The most frustrating thing with Crumb is all the umming and ahhing you have to do around his work. Maybe I’m one of those libs he always wanted to frustrate, but I also think he failed on his own terms when it came to critiquing drawing’s role in the American unconscious, and my feeling is that this is because of his postmodernist tendencies. When it’s hard to spot what’s serious it’s difficult to tell what the joke is – or who the punchline lands on.

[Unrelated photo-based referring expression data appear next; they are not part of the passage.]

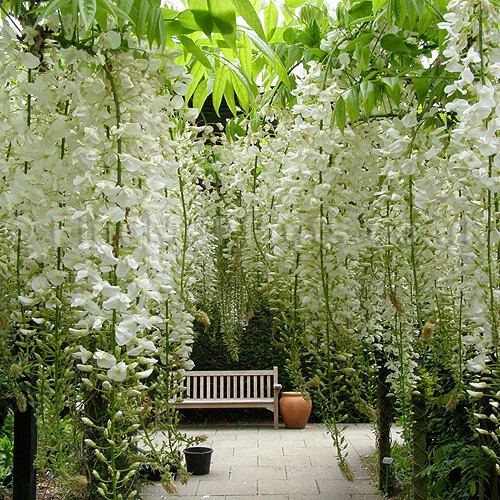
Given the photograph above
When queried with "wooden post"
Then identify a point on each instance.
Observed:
(419, 445)
(24, 487)
(384, 421)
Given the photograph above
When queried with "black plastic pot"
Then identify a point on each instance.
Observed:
(198, 459)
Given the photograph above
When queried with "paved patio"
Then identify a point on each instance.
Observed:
(283, 464)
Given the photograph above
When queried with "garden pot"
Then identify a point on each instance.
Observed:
(295, 410)
(198, 459)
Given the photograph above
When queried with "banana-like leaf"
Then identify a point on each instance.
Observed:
(275, 61)
(247, 12)
(87, 9)
(196, 50)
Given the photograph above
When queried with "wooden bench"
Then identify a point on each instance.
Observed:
(231, 389)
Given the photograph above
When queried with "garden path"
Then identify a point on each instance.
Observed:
(285, 464)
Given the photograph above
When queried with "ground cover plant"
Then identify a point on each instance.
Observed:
(354, 193)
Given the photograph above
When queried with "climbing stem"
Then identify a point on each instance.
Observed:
(413, 253)
(116, 249)
(254, 226)
(185, 227)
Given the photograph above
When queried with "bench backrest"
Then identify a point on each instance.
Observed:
(241, 384)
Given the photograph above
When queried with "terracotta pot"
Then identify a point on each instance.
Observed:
(294, 409)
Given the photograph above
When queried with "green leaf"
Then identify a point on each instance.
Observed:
(339, 113)
(204, 20)
(155, 26)
(310, 36)
(187, 19)
(195, 49)
(224, 18)
(169, 13)
(271, 56)
(52, 6)
(140, 20)
(352, 105)
(419, 6)
(249, 85)
(377, 5)
(174, 27)
(219, 87)
(245, 55)
(421, 84)
(200, 95)
(125, 5)
(362, 40)
(247, 12)
(362, 57)
(270, 20)
(360, 10)
(393, 43)
(368, 95)
(393, 88)
(293, 4)
(241, 92)
(197, 72)
(290, 35)
(229, 96)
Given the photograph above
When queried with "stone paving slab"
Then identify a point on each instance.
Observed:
(284, 464)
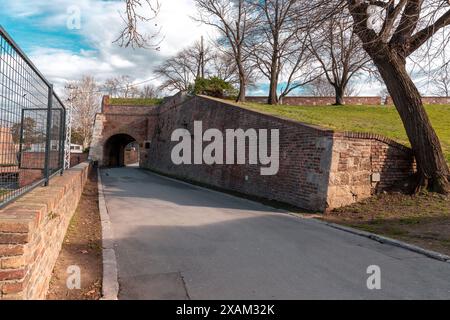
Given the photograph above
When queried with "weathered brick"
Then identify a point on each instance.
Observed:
(15, 274)
(13, 287)
(12, 262)
(7, 250)
(14, 238)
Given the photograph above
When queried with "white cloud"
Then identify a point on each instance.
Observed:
(101, 24)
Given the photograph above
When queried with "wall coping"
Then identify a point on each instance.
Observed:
(171, 104)
(24, 270)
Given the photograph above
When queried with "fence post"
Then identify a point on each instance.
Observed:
(48, 136)
(63, 141)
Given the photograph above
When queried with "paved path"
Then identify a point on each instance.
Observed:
(177, 241)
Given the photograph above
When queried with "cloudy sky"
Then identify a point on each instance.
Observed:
(65, 53)
(62, 53)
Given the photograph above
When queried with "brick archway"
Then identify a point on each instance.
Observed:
(118, 125)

Storr’s conclusion differs. His introduction makes a defensive case for Crumb, powerfully arguing that, “You may not care for a musical virtuoso’s repertoire, but it is all but impossible to ignore his performance.” His text resembles many of the anti-cancel culture arguments that are scattered around the internet at present. While it’s easy to envision how, had he arrived a few decades later, Crumb would have for sure gotten mixed up in the culture wars, it’s hard to guess which sides of the debate would have said what about him.

As Amy Marie Pederson writes in her thesis about Crumb and the American comix movement: “the negotiations of the Surrealists in their struggle for psychological emancipation from the repressive nature of the culture they inhabited crumpled before the horrific intrusions of Nazism and Fascism in Europe, as did Zap’s exercises in mental liberation fade and wither when faced with the overwhelming pessimism engendered by the failure of the naively optimistic intentions of the 1960s to translate to the following decade.”

It’s here we arrive at the limits of Crumb’s work, the borders which close it off to being transformed or reappraised by future generations. Being so entwined with the libertarian ideology it came about in means Crumb’s most famous work becomes mere historical evidence; archival documents with embarrassing and sometimes odious features. Many of the cartoonists that have appropriated his style have taken comics to where the medium needed to go: political, concerned with ethics, playful rather than aggressive. The world that gave birth to Crumb is gone; Crumb’s World is proof of that.